El Mortero de Trass: Química Puzolánica en el Caribe
El mayor desafío técnico que enfrentó Mascaró no fue estructural sino químico: cómo producir un mortero capaz de fraguar y endurecer en las condiciones extremas de salinidad y humedad permanente del entorno del Boquerón. Los morteros de cal convencionales requieren dióxido de carbono atmosférico para carbonatarse y endurecer — un proceso que en condiciones de alta humedad y exposición marina se ralentiza drásticamente o se inhibe por completo.
La solución fue la adición de "trass" — polvo de ladrillo cerámico triturado — al mortero de cal. Este material, al reaccionar químicamente con el hidróxido de calcio de la cal en presencia de agua, produce silicatos de calcio hidratados con propiedades similares al cemento moderno: capacidad de fraguar bajo el agua, resistencia química a los sulfatos marinos y una porosidad controlada que permite la transpirabilidad necesaria para expulsar las sales hacia el exterior. Esta técnica, conocida en la tradición mediterránea antigua con la puzolana volcánica de Pozzuoli, fue brillantemente adaptada por Mascaró al contexto caribeño donde no existían fuentes de puzolana natural — utilizando como sustituto los mismos ladrillos que componían las paredes del fortín.

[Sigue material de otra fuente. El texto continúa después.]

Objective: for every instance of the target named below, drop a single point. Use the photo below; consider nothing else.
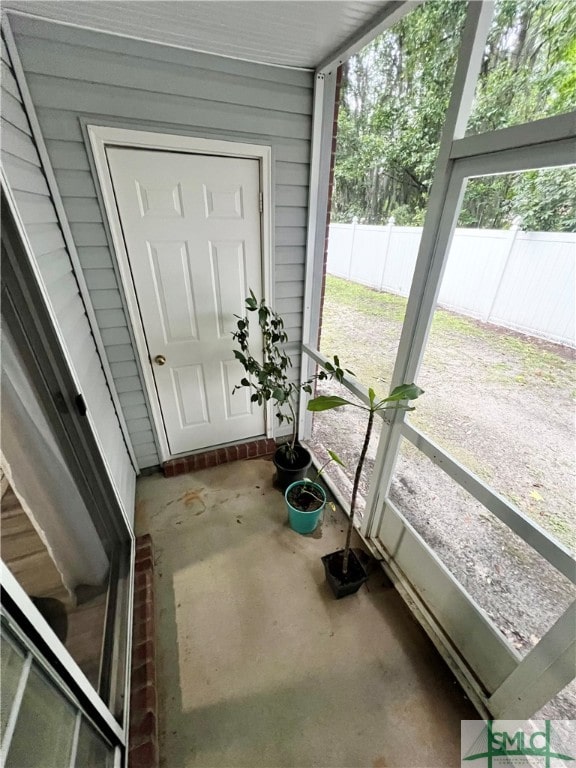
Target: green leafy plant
(269, 380)
(395, 401)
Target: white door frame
(103, 136)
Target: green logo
(504, 748)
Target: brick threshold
(262, 448)
(143, 737)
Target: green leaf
(336, 458)
(327, 402)
(404, 392)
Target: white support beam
(527, 135)
(433, 245)
(548, 668)
(535, 536)
(390, 14)
(322, 133)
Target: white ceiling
(292, 33)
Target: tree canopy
(395, 94)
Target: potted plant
(306, 499)
(269, 381)
(344, 571)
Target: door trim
(103, 136)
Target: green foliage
(268, 377)
(396, 400)
(395, 96)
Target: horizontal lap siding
(22, 166)
(75, 73)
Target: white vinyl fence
(520, 280)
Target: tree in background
(395, 96)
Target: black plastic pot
(339, 584)
(287, 472)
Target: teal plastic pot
(300, 520)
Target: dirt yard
(501, 404)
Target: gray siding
(75, 73)
(23, 170)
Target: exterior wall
(22, 166)
(76, 74)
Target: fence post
(514, 229)
(354, 223)
(390, 225)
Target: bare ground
(500, 403)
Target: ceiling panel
(291, 33)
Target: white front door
(191, 225)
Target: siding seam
(68, 238)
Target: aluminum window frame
(538, 144)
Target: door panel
(191, 225)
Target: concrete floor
(257, 664)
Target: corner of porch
(257, 663)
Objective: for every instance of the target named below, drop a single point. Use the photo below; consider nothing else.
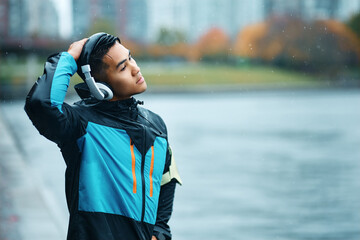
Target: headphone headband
(99, 90)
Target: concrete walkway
(24, 214)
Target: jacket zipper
(151, 171)
(133, 165)
(142, 175)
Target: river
(255, 165)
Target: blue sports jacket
(116, 154)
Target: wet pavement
(255, 165)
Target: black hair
(96, 57)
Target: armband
(173, 173)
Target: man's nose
(134, 69)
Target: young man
(120, 177)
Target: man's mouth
(140, 80)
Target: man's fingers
(76, 48)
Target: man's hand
(76, 48)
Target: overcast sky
(65, 17)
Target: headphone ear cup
(105, 89)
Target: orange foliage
(293, 42)
(214, 42)
(135, 48)
(248, 38)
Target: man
(120, 177)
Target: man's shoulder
(152, 117)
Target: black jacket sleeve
(45, 102)
(165, 206)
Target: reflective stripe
(151, 170)
(133, 165)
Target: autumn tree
(292, 42)
(214, 44)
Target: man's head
(111, 63)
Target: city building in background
(143, 21)
(24, 22)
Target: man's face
(122, 73)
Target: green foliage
(102, 25)
(169, 37)
(354, 24)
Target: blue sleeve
(66, 67)
(45, 105)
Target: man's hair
(96, 58)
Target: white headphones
(99, 90)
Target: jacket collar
(120, 105)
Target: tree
(212, 45)
(292, 42)
(354, 24)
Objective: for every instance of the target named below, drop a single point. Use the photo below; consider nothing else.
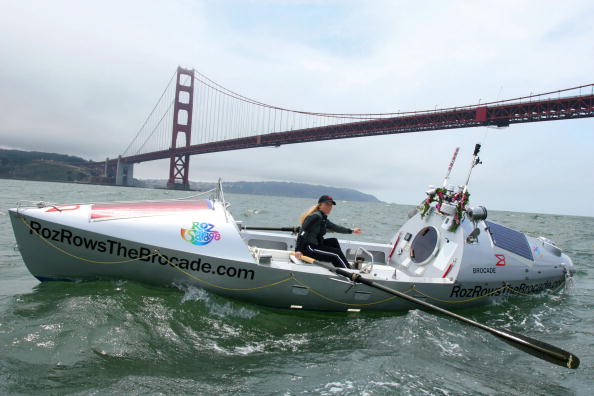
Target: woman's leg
(327, 253)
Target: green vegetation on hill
(34, 165)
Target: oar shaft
(529, 345)
(289, 229)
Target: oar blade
(540, 349)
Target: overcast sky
(80, 77)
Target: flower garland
(440, 194)
(460, 206)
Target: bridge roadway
(465, 117)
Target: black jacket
(314, 228)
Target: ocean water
(123, 337)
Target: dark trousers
(328, 251)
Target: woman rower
(311, 241)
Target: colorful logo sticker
(200, 234)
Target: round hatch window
(424, 245)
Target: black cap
(326, 198)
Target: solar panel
(510, 240)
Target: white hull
(199, 243)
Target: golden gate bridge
(195, 115)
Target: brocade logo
(200, 234)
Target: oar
(529, 345)
(294, 230)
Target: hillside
(34, 165)
(280, 189)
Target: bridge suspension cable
(220, 114)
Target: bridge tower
(182, 124)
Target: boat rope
(156, 252)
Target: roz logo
(200, 234)
(501, 261)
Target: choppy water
(124, 337)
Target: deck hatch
(510, 240)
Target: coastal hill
(33, 165)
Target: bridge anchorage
(198, 116)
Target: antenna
(445, 180)
(475, 161)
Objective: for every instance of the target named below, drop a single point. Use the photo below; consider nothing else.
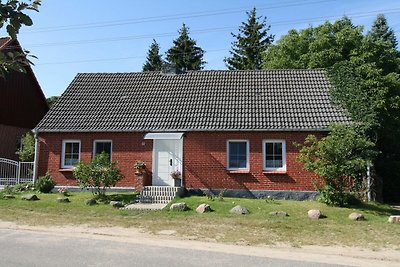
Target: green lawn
(258, 227)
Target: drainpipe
(369, 182)
(35, 161)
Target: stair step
(159, 194)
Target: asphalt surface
(28, 248)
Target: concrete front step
(159, 194)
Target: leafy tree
(251, 42)
(52, 100)
(97, 175)
(315, 47)
(380, 30)
(185, 54)
(340, 159)
(12, 16)
(27, 150)
(154, 61)
(365, 74)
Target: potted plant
(177, 176)
(140, 167)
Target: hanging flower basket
(140, 168)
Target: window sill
(66, 170)
(274, 172)
(238, 171)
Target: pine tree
(380, 30)
(154, 61)
(184, 54)
(251, 41)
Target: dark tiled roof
(4, 41)
(205, 100)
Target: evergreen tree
(154, 61)
(184, 54)
(251, 42)
(380, 30)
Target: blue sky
(74, 36)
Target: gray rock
(62, 199)
(239, 210)
(314, 214)
(279, 213)
(394, 219)
(116, 204)
(356, 216)
(30, 197)
(179, 206)
(91, 202)
(203, 208)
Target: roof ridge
(205, 71)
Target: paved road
(28, 248)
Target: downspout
(369, 183)
(35, 161)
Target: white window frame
(64, 142)
(283, 168)
(101, 140)
(247, 154)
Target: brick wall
(8, 140)
(204, 157)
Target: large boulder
(394, 219)
(279, 213)
(202, 208)
(178, 206)
(30, 197)
(62, 199)
(314, 214)
(356, 216)
(91, 202)
(116, 204)
(239, 210)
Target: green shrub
(97, 175)
(22, 187)
(45, 183)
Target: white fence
(15, 172)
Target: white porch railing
(15, 172)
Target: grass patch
(256, 228)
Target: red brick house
(221, 129)
(22, 104)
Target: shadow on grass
(126, 198)
(379, 209)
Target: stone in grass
(91, 202)
(356, 216)
(116, 204)
(30, 197)
(202, 208)
(62, 199)
(314, 214)
(239, 210)
(394, 219)
(178, 206)
(279, 213)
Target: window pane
(278, 148)
(269, 148)
(101, 147)
(274, 155)
(237, 155)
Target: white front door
(167, 157)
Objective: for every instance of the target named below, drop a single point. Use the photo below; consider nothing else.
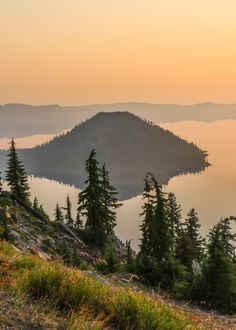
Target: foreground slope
(129, 145)
(37, 294)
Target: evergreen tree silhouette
(16, 175)
(68, 216)
(58, 215)
(91, 204)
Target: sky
(75, 52)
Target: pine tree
(109, 202)
(58, 214)
(129, 259)
(183, 249)
(36, 204)
(16, 176)
(78, 222)
(0, 183)
(218, 285)
(148, 215)
(192, 227)
(174, 218)
(91, 204)
(160, 234)
(68, 215)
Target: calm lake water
(212, 192)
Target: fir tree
(78, 222)
(218, 285)
(183, 249)
(58, 214)
(91, 202)
(68, 216)
(192, 227)
(160, 235)
(174, 218)
(0, 183)
(42, 212)
(36, 204)
(129, 259)
(109, 202)
(16, 176)
(148, 215)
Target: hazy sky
(94, 51)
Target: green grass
(69, 289)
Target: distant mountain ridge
(22, 120)
(129, 145)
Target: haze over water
(212, 192)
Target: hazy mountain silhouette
(22, 120)
(129, 145)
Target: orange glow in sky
(98, 51)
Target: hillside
(53, 119)
(39, 294)
(129, 146)
(30, 232)
(40, 290)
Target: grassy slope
(35, 294)
(64, 290)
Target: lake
(212, 192)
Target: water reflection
(212, 192)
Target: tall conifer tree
(174, 218)
(16, 175)
(109, 202)
(0, 183)
(192, 227)
(90, 202)
(58, 215)
(68, 216)
(160, 234)
(148, 215)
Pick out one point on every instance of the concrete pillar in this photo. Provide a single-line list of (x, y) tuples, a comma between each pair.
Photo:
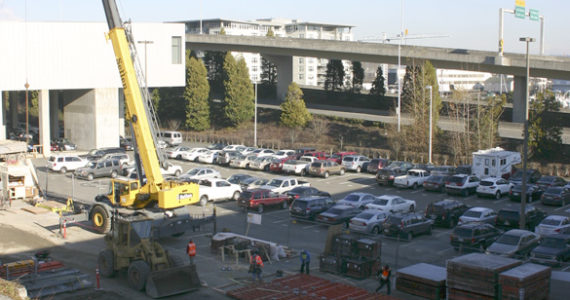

La Escuela de Palas: Ciencia Militar del Siglo XVIII
El diseño de San Gerónimo no fue intuitivo ni improvisado — respondía a los principios doctrinales de la "Escuela de Palas", el conjunto de tratados de ingeniería militar que sistematizó el conocimiento defensivo español del siglo XVIII. Uno de sus preceptos fundamentales era la distinción entre fortines para guerra de asedio terrestre — elevados, con múltiples líneas de fuego — y "baterías flotantes" para defensa costera, que debían situarse a nivel del agua para maximizar el tiro rasante.
La configuración irregular del Fortín San Gerónimo, que podría parecer azarosa a primera vista, es en realidad una respuesta geométrica calculada para adaptar la potencia de fuego a la topografía específica del arrecife del Boquerón. Cada ángulo del parapeto, cada tronera, fue posicionada para maximizar el ángulo de tiro rasante hacia los canales de acceso que un navío enemigo tendría que utilizar para aproximarse. La prueba definitiva de que este diseño funcionó llegó en 1797: la artillería de Abercromby no pudo silenciar las baterías de San Gerónimo durante los catorce días del asedio.